Don’t get me wrong: many rationalist/humanist/atheist activists are doing what they can to fight institutional racism, sexism and other forms of discrimination. But we need to recognise that we are benefactors of generations of patriarchal and racially elitist attitudes and biases encompassing our sciences and arts, literary and intellectual norms; and that our cultural paradigms involve forms of white male privilege.
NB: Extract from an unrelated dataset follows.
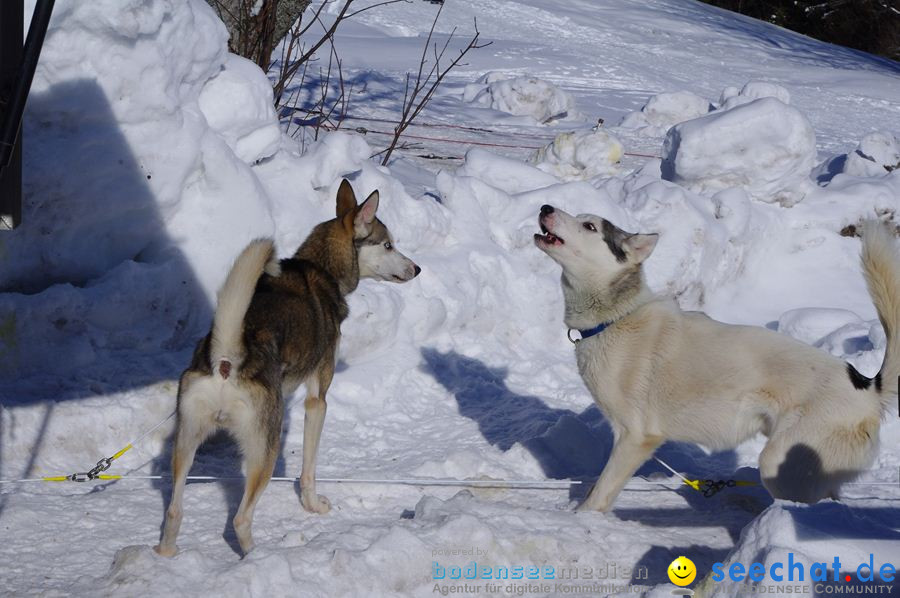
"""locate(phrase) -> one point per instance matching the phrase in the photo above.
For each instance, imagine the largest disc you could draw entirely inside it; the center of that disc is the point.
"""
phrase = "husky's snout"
(547, 222)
Historically, Humanism can be seen as linked to colonialism:

“Colonialism relies upon a racist discourse of imperial humanism that orders humankind, implicitly or overtly, according to a naturalized hierarchy in which modern European White Man is taken as a normative template for human being, value, and achievement.” – Simone Bignall, p. 1.

Living in an era that strives to be post-colonial, do we dare to be post-humanist? What does that even mean, and what does it entail? Perhaps we should ask others outside of our comfort zone. Perhaps we should also consider the interdependence of our human and wider families: sentients, living creatures, the environment.

Reassurance

“The most boring and unproductive question one can ask of any religion is whether or not it is true.” ― Alain de Botton, Religion for Atheists.

The debate between theism and atheism needs new definitions, and should ideally include the optimism inherent within humanist frameworks. As one example, US African-American humanist Anthony B. Pinn challenges his fellow humanists to ‘acknowledge blacks as being alive‘.

This rather startling statement has two clear interpretations: the first being to acknowledge that white privilege needs to be dismantled and replaced with genuine equality within which all people have equal rights and opportunities as a demonstration that all life is equally precious.

The second interpretation is that forms of atheism, in seeking to replace religious philosophies, must offer something that is at least as life affirming and compelling as the consolation offered by religion in response to death and mortality. Pinn explains that his walking away from the deeply religious elements of his African American community into broader secular humanism can be seen in this context:

“I left the church and entered a community I believe better values life, one that better understands the need to safeguard the life web of which humans are part.”

It is this consolation – the practical here and now, not some mythical afterlife – that Humanists should be promoting. Humans do not need the solace of a heaven in the afterlife if we are striving to make heaven here on Earth. Our questions, our answers, and our actions, can all help to create the future to which we aspire.

Learn from yesterday, live for today, hope for tomorrow. The important thing is not to stop questioning.” – Albert Einstein.

Extended Reading:

Simone Bignall, ‘Colonial Humanism, Alter-humanism and Ex-colonialism’, in S. Herbrechter et al. (eds.), Palgrave Handbook of Critical Posthumanism, 2022.

Adam O Hill, et al, Private Lives 3: The Health and Wellbeing of LGBTIQ People in Australia, La Trobe University, August 2020, p. 26.

Eirik Saethre, ‘Close encounters: UFO beliefs in a remote Australian Aboriginal community’, Journal of the Royal Anthropological Institute (N.S.), Royal Anthropological Institute 13, 2007; 901-915.